Email your plans and any draft/served notices or awards to: team@simplesurvey.co.uk
We’ll give you a plain-English action plan and a fixed fee before you commit.

Simple Survey — Nationwide • Fixed Fees • Experienced & RICS-qualified


FAQ

Q1: My surveyor seems biased. Can I sack them?
No. Party wall surveyors are statutory appointees and cannot be dismissed by owners. They can declare themselves incapable of acting, or you can resolve issues via Third Surveyor referral (two-surveyor route) or by appeal after service of the Award.

Q2: Can I insist my surveyor follows my instructions?
They must act impartially and within the Act’s jurisdiction, not as your advocate. You can (and should) provide evidence, aims and preferences, but determinations are theirs.

Q3: The process is slow. What can I do?
Politely request a programme with dates and a weekly status email. For persistent delays, in a two-surveyor route, you can invite a Third Surveyor referral on the procedural point — but try collaborative solutions first.

Q4: Who pays surveyors’ fees?
Ordinarily the Building Owner pays the reasonable fees of the surveyor(s) administering the dispute. Excessive or unnecessary costs can be challenged within the award process.

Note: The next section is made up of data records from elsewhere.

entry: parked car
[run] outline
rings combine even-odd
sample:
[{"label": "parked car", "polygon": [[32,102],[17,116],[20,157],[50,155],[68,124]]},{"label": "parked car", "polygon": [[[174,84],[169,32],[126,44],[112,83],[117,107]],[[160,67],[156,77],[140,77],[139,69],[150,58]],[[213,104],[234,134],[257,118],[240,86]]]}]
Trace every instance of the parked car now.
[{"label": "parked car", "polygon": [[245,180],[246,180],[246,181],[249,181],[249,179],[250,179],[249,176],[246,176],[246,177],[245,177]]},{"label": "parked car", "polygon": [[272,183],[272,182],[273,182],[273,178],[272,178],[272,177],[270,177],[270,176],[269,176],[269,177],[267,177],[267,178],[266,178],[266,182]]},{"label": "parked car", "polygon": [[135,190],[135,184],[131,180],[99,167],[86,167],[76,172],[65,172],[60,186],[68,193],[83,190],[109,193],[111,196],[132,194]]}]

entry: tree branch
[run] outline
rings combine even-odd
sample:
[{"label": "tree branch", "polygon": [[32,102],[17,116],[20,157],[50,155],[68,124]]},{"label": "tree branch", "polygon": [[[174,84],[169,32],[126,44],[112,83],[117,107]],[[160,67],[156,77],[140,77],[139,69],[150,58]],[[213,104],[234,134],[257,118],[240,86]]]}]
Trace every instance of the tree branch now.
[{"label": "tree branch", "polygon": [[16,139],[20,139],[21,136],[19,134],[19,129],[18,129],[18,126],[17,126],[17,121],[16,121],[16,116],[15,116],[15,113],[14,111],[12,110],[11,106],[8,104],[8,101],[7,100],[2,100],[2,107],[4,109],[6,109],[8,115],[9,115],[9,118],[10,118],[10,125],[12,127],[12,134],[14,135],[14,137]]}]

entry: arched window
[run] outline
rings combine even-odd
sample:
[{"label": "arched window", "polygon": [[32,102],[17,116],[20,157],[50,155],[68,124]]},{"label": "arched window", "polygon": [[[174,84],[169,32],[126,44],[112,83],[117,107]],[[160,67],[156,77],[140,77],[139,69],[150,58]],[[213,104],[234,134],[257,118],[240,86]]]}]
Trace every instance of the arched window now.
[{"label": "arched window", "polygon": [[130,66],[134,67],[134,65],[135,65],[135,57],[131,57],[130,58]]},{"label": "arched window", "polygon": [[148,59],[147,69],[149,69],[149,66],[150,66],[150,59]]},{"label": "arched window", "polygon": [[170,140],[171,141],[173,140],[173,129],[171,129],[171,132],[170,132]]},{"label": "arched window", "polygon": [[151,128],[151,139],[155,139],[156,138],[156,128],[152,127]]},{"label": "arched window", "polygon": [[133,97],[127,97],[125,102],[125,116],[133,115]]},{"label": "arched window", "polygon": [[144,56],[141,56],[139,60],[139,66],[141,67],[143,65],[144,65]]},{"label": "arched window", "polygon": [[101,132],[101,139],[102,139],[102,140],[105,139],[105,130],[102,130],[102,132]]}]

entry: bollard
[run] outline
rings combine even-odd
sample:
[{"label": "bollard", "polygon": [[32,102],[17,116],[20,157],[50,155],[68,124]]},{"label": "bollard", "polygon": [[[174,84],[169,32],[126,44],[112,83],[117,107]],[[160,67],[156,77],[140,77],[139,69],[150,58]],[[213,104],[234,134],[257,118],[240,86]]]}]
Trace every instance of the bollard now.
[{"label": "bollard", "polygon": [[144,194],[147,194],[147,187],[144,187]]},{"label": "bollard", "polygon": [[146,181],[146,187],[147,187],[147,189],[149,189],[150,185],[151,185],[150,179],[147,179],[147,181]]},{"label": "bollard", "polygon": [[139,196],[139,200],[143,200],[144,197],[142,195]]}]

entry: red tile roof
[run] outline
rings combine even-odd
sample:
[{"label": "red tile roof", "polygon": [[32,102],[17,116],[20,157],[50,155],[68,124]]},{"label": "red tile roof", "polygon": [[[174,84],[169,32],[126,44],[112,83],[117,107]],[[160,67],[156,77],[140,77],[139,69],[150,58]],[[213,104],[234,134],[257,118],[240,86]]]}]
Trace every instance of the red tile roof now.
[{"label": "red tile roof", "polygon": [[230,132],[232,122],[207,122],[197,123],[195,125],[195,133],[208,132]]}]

Q5: I’m an Adjoining Owner—how do I protect fragile finishes?
Tell the surveyor. Ask for targeted protections (e.g., hand-tool clauses, dust sealing to vents/fireplaces, vibration limits, protection boards) to be written into the Award.

Q6: Can we change the Award once served?
If the works change materially, the surveyor(s) can issue a variation award. Don’t proceed on a changed design without checking first.